13 August 2011

Canning Basics

Jars filled with apricot, blackberry & peach jam
It's a lot of work, but the enjoyment and satisfaction felt when you dine on the fruits of that labor are well worth it.  
Although it requires effort, it is not as hard as you might think.  On the other hand, it is not a game to be played sloppily.  Among the potential hazards associated with home food preservation, botulism is the dominant concern.  And it's not something to be toyed with - according to one source, one milligram of the toxin produced by this bacteria can be fatal to humans!  Furthermore, there are evidently no home-tests for botulism, and it does not typically cause visible damage or changes in the canned food product.

Bottom line - home food preservation fans have a serious responsibility to themselves and their dinner guests.  If you are as enthusiastic about this project as we are, please spend some time on the website of the National Center for Home Food Preservation.  This center is part of the Extension Services System (a cooperation of universities across the United States of America), and all their recipes have been lab-tested and adjusted to maximize food safety.  They also discuss in detail projects and procedures that are not recommended.  Even better, their recipes are tasty, simple and can easily be multiplied to meet the scale of your project.
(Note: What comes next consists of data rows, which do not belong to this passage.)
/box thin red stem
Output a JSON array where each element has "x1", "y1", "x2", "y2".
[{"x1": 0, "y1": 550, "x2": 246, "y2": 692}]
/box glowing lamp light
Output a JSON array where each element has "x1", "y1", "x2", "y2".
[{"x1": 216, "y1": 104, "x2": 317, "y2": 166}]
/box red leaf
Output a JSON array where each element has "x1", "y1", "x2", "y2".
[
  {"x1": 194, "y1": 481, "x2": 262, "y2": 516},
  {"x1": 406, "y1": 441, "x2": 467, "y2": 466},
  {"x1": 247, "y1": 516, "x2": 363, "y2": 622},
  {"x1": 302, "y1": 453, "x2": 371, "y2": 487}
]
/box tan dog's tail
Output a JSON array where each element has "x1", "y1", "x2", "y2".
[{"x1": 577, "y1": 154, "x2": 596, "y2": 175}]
If you are new to canning, we recommend starting with tomatoespeaches, jam or pickles (read pickles post here)- they are about as easy as it gets.  This is due in part to the fact that high-sugar fruits and high-acid foods (like tomatoes and pickles) do not typically require processing in a pressure canner.  Pressure canners require more up-front investment, more precision, and may be more intimidating if they are your first experience with canning.
Water-bath canner (left); pressure canner (right)
Water-bath canning, on the other hand, is typically a low-cost investment, and is fairly straightforward.  To get started, prowl thrift shops (esp. when it's not harvest season) in search of canning equipment.    For most water-bath projects, you will only need the items pictured*: 
Over the years I have managed to scavenge three canning kettles, each complete with their essential metal "basket" (your jars should not be in direct contact with the kettle or each other), from various 2nd hand stores.  I've also scored piles of good jars - in this case good is not a relative term.  When it comes to canning it is important to use jars made for this purpose.  The "canning lid fits it" test is not good enough, as many commercial jars can be fitted with canning-style lid-and-ring tops.  
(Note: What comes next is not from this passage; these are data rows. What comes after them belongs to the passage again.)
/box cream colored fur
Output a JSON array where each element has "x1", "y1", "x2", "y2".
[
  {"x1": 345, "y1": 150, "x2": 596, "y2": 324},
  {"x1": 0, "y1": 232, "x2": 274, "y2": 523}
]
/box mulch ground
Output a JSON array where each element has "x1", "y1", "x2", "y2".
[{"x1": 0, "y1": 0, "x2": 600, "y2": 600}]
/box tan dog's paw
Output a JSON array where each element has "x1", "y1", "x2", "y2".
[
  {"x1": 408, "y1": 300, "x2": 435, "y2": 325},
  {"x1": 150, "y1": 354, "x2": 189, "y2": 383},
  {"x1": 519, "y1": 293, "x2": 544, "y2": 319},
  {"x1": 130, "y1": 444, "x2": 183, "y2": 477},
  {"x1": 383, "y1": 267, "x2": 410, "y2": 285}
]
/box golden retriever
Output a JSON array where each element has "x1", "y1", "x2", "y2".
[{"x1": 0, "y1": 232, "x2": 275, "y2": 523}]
There are two factors to consider when selecting jars, both of which point to using only canning jars.  First, if the lids do not fit securely, you risk a poor seal and potential food poisoning.  Second, jars not made for canning may be more likely to break in the canner, causing a disheartening loss of your precious foodstuffs and a parallel sinking sensation of wasted time.
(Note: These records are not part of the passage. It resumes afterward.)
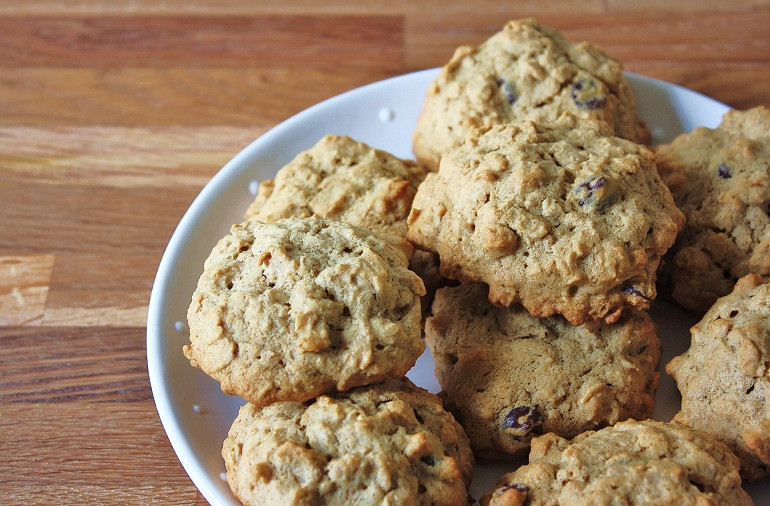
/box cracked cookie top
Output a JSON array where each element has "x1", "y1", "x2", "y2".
[
  {"x1": 666, "y1": 274, "x2": 770, "y2": 480},
  {"x1": 481, "y1": 420, "x2": 753, "y2": 506},
  {"x1": 425, "y1": 283, "x2": 660, "y2": 461},
  {"x1": 412, "y1": 19, "x2": 650, "y2": 171},
  {"x1": 246, "y1": 135, "x2": 426, "y2": 237},
  {"x1": 183, "y1": 218, "x2": 425, "y2": 405},
  {"x1": 222, "y1": 379, "x2": 473, "y2": 506},
  {"x1": 656, "y1": 106, "x2": 770, "y2": 314},
  {"x1": 407, "y1": 115, "x2": 684, "y2": 325}
]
Next, each jar requires a two-part lid consisting of a threaded metal band (or ring) and a NEW self-sealing lid.  Re-use of lids is only acceptable for leftovers or when freezing foods.  A new lid is essential for ensuring food safety when canning.  Just think back to the last time you pried the lid off a jar of something home preserved.  In order to get the lid off, you typically have to bend it, and it remains misshapen ever after.  Without a new lid, you won't get a proper seal.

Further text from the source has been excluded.